Perform Exploratory Data Analysis (EDA) Using Code Notebooks¶
Sometimes it’s difficult to spot broader patterns in the data without doing a time-consuming deep dive. Dataiku DSS provides the tools for understanding data at a glance using advanced exploratory data analysis (EDA).
This section will cover code notebooks in Dataiku DSS and how they provide the flexibility of performing exploratory and experimental work using programming languages such as SQL, SparkSQL, Python, R, Scala, Hive, and Impala in Dataiku DSS.
Tip
In addition to using a Jupyter notebook, Dataiku DSS offers integrations with other popular Integrated Development Environments (IDEs) such as Visual Studio Code, PyCharm, Sublime Text 3, and RStudio.
Use a Predefined Code Notebook to Perform EDA¶
Open the customers_web_joined dataset to explore it.
Notice that the training and testing data are combined in this dataset, with missing revenue values for the “testing” data. We’ll be interested in predicting whether the customers in the “testing” data are high-value or not, based on their revenue.
Let’s perform some statistical analysis on the customers_web_joined dataset by using a predefined Python notebook.
Return to the Flow.
In the Data preparation Flow Zone, click the customers_web_joined dataset once to select it, then click the left arrow at the top right corner of the page to open the right panel.
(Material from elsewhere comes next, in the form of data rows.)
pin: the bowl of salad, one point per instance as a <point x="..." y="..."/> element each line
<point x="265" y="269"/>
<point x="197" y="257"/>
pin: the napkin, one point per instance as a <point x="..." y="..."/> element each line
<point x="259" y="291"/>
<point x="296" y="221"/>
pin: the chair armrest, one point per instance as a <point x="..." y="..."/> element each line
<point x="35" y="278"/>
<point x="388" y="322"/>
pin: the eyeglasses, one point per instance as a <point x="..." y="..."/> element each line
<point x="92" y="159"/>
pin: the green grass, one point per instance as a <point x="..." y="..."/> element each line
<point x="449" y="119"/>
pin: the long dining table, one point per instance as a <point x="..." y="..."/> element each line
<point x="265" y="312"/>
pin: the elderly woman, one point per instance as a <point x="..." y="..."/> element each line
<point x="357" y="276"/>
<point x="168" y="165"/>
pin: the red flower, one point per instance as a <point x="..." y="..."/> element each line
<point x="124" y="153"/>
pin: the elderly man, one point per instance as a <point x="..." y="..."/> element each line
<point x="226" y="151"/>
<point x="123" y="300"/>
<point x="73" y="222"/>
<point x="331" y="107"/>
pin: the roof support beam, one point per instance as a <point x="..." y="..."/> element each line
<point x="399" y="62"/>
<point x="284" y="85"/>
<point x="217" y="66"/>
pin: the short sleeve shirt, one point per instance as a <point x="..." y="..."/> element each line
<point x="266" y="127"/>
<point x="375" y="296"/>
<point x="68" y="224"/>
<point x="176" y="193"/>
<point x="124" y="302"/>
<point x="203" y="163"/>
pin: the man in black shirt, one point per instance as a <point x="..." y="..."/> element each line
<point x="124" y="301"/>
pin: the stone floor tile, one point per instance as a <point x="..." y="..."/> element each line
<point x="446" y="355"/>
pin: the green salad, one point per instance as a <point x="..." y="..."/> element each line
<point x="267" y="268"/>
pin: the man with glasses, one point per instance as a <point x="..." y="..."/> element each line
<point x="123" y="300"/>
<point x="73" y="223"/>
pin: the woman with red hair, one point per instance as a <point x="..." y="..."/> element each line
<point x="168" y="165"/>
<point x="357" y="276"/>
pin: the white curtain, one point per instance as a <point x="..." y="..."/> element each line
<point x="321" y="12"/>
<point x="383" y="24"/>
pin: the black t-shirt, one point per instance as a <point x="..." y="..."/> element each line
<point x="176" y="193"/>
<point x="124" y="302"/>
Click Lab to view available actions.
In the “Code Notebooks” section, select Predefined template.
In the “New Notebook” window, select Statistics and tests on a single population.
Rename the notebook to “statistical analysis of customers_web_joined” and click Create.
Dataiku DSS opens up a Jupyter notebook that is prepopulated with code for statistical analysis.
Warning
The predefined Python notebooks in Dataiku DSS are written in Python 2. If your notebook’s kernel uses Python 3, you’ll have to modify the code in the notebook to be compatible with Python 3. Alternatively, if you have a code environment on your instance that uses Python 2, feel free to change the notebook’s kernel to use the Python 2 environment.
Note
Dataiku DSS allows you to create an arbitrary number of Code environments to address managing dependencies and versions when writing code in R and Python. Code environments in Dataiku DSS are similar to the Python virtual environments. In each location where you can run Python or R code (e.g., code recipes, notebooks, and when performing visual machine learning/deep learning) in your project, you can select which code environment to use.
See Setting a Code Environment for details on how to set up Python and R environments and use them in Dataiku DSS objects.
In this notebook, we’ll make the following code modifications:
Go to the “Preprocessing of the data“ section in the notebook and specify the revenue column to be used for the analysis.
Instead of imputing missing values for revenue, drop the rows for which revenue is empty (that is, drop the “testing” data rows).
Enclose all the
print
statements in the notebook in parenthesis for compatibility with Python 3.
The following figure shows these changes for the “Preprocessing of the data“ section in the notebook.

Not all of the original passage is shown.